Reading Data Sources | Spark Practical Scenarios
← All Scenarios

Reading External Data Sources.

Efficiently ingesting CSV, JSON, and Parquet files into Spark DataFrames while managing schema integrity.

Reading data is the first step in any ETL process. Spark provides a unified DataFrameReader interface accessible via spark.read. Choosing the right options (like headers, delimiters, and multiline support) is critical for successful ingestion.

For exploratory work, inferSchema allows Spark to take two passes over the data: one to determine types and one to load it.

# Reading CSV with automatic type detection
df_csv = (spark.read
    .format("csv")
    .option("header", "true")
    .option("inferSchema", "true")
    .option("sep", ",")
    .load("s3://raw-zone/sales_data.csv"))

df_csv.printSchema()
    

In production, we avoid inferSchema because it is slow and non-deterministic. Instead, we define a StructType.

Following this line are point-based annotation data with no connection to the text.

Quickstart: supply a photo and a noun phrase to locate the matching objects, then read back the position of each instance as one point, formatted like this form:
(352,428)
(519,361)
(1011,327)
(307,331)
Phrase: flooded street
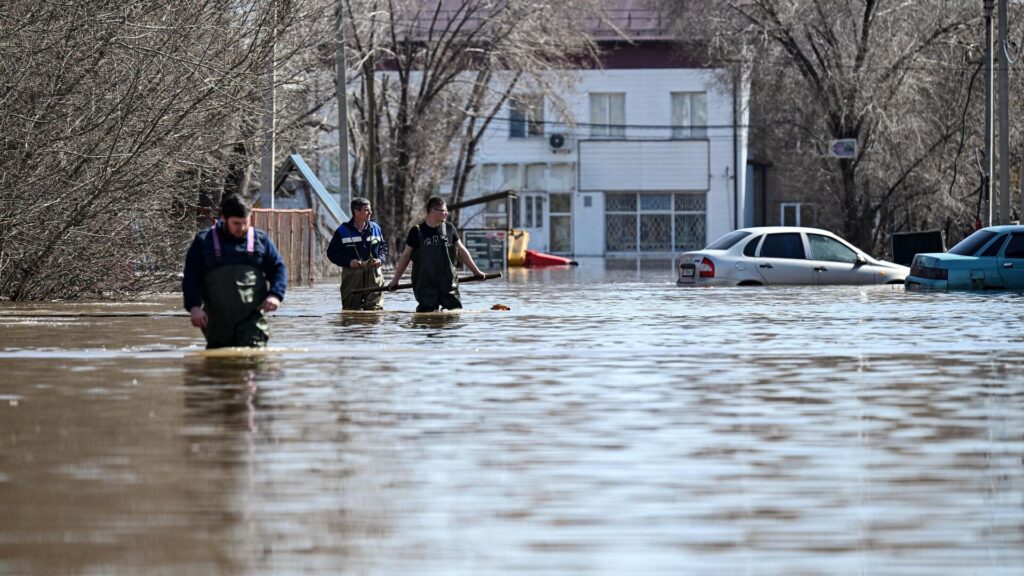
(608,423)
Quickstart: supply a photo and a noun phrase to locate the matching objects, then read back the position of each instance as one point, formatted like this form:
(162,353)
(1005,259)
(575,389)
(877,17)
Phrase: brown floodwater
(608,423)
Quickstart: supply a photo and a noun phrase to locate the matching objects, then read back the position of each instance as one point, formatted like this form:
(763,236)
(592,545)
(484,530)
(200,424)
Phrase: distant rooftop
(631,18)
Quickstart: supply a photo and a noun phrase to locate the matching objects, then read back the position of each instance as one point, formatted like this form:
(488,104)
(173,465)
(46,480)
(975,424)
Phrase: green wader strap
(231,297)
(353,279)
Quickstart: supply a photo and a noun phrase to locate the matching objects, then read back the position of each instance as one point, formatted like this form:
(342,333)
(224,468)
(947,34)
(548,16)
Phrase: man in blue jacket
(233,277)
(358,247)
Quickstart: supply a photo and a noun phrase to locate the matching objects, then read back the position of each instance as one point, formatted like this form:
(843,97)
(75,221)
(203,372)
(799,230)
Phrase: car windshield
(728,241)
(973,243)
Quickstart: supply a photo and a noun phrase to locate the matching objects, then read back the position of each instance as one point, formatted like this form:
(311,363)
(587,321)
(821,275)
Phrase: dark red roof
(632,18)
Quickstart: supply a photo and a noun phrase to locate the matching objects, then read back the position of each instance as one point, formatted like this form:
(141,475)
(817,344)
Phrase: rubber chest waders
(232,295)
(367,277)
(434,280)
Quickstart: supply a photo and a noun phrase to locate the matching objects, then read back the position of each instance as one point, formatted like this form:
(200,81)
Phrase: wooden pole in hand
(489,276)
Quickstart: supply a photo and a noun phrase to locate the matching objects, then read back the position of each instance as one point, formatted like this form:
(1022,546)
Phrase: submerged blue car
(991,258)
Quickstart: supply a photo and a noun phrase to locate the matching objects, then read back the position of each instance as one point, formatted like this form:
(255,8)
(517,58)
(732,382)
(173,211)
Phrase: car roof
(759,230)
(1005,228)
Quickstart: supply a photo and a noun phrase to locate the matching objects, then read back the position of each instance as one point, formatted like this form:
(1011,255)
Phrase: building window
(532,210)
(607,115)
(654,222)
(526,116)
(560,214)
(689,115)
(796,214)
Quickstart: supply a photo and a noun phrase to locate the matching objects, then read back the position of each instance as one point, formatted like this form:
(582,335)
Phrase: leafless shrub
(118,118)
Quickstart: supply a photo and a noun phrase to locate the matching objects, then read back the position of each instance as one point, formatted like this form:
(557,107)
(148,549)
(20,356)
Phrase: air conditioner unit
(560,142)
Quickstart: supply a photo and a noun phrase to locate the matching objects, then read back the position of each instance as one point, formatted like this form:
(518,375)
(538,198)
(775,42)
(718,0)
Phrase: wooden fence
(292,232)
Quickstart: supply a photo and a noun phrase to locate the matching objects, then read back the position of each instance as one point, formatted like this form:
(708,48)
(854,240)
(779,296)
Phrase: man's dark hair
(358,203)
(434,202)
(233,206)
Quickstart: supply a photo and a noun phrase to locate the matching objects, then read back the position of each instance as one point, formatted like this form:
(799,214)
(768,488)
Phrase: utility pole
(266,163)
(1004,119)
(986,178)
(342,86)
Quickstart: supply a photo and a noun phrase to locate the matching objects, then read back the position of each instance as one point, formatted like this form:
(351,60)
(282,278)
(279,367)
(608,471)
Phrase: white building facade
(654,165)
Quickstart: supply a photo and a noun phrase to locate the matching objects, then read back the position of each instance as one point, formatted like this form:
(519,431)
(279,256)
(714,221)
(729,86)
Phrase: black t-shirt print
(427,234)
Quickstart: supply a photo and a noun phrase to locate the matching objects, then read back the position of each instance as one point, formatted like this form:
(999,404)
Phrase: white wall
(708,164)
(646,165)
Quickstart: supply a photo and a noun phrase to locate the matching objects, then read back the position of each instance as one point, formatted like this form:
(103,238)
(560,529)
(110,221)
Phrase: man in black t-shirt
(434,249)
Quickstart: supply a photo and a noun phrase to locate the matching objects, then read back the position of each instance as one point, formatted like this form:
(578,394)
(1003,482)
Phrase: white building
(655,164)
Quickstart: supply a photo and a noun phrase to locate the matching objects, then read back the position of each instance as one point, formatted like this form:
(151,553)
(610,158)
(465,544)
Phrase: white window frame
(692,123)
(639,212)
(603,121)
(526,115)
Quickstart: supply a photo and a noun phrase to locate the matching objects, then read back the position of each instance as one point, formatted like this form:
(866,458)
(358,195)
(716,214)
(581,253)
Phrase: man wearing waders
(358,247)
(434,249)
(233,277)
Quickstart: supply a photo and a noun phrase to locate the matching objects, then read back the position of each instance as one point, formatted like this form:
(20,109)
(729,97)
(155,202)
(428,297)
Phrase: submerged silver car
(756,256)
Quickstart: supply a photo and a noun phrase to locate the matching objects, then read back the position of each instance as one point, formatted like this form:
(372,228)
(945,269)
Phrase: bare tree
(432,76)
(117,117)
(895,76)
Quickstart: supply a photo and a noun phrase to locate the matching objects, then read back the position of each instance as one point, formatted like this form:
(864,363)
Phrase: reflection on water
(606,424)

from pyspark.sql.types import StructType, StructField, StringType, DoubleType, IntegerType

user_schema = StructType([
    StructField("id", IntegerType(), False),
    StructField("name", StringType(), True),
    StructField("salary", DoubleType(), True)
])

# Loading with a predefined schema
df = spark.read.csv("path/to/data.csv", schema=user_schema, header=True)
    

JSON files can be tricky if they are multiline or have varying structures. Spark handles these with specific reader options.

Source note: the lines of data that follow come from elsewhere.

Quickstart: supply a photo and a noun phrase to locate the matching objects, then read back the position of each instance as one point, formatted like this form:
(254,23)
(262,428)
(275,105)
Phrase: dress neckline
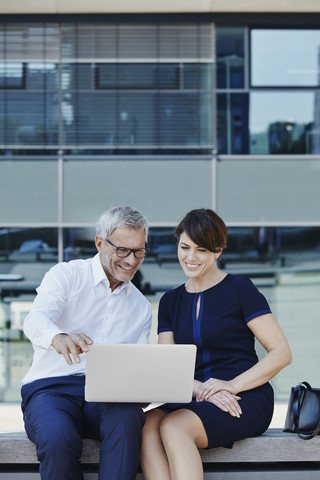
(207,289)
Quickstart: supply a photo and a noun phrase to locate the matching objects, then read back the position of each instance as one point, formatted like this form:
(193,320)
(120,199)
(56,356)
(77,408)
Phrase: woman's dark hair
(205,228)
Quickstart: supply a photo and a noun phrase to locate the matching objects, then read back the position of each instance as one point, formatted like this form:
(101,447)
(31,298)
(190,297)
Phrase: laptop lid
(140,373)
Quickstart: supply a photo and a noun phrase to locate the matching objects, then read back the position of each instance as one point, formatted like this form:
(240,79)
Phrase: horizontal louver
(106,86)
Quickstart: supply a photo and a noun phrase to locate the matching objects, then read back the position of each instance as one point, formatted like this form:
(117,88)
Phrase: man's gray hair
(120,217)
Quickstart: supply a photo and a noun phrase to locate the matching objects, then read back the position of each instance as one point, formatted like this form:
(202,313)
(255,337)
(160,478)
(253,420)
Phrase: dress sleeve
(253,303)
(164,317)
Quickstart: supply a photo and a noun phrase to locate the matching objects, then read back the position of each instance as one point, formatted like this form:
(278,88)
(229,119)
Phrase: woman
(221,314)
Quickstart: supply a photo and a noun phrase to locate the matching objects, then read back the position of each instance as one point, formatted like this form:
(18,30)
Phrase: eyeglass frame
(131,250)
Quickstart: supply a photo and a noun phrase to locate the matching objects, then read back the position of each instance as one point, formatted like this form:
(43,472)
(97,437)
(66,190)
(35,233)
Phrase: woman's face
(196,262)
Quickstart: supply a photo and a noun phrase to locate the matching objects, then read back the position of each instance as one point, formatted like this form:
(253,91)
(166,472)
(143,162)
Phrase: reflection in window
(284,122)
(25,256)
(230,57)
(12,75)
(32,118)
(232,124)
(136,76)
(285,57)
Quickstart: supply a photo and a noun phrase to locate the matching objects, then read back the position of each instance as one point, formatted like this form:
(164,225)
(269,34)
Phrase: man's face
(117,269)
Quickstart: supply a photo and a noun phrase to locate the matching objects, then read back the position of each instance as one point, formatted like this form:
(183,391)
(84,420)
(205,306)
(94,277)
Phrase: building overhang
(21,7)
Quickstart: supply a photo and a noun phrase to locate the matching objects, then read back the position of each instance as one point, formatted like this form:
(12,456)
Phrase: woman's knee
(182,426)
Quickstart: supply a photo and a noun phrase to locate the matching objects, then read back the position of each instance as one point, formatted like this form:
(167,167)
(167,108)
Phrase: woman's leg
(154,460)
(182,433)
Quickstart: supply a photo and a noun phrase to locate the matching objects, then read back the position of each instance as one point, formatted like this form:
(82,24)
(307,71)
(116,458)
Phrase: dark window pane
(197,75)
(233,137)
(230,57)
(284,122)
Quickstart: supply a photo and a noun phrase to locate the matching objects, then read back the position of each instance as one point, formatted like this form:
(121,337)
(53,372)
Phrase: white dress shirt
(75,297)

# Reading multiline JSON files
df_json = spark.read.option("multiLine", "true").json("data/users.json")
    
Q: Why is Parquet preferred over CSV in Spark? Parquet is a columnar format that stores its own schema (metadata). Unlike CSV, it supports predicate pushdown (reading only required columns/rows) and native compression, making it significantly faster for Spark to process.
Q: What happens if a CSV row has more columns than the schema defines? By default, Spark will ignore the extra columns. If you want to capture them or fail the job, you can use columnNameOfCorruptRecord or set the mode to FAILFAST.
Q: Is reading a CSV file a Wide or Narrow transformation? It is a Narrow transformation. Each Spark task reads a distinct chunk (split) of the file independently. No data shuffle is required to create the initial DataFrame.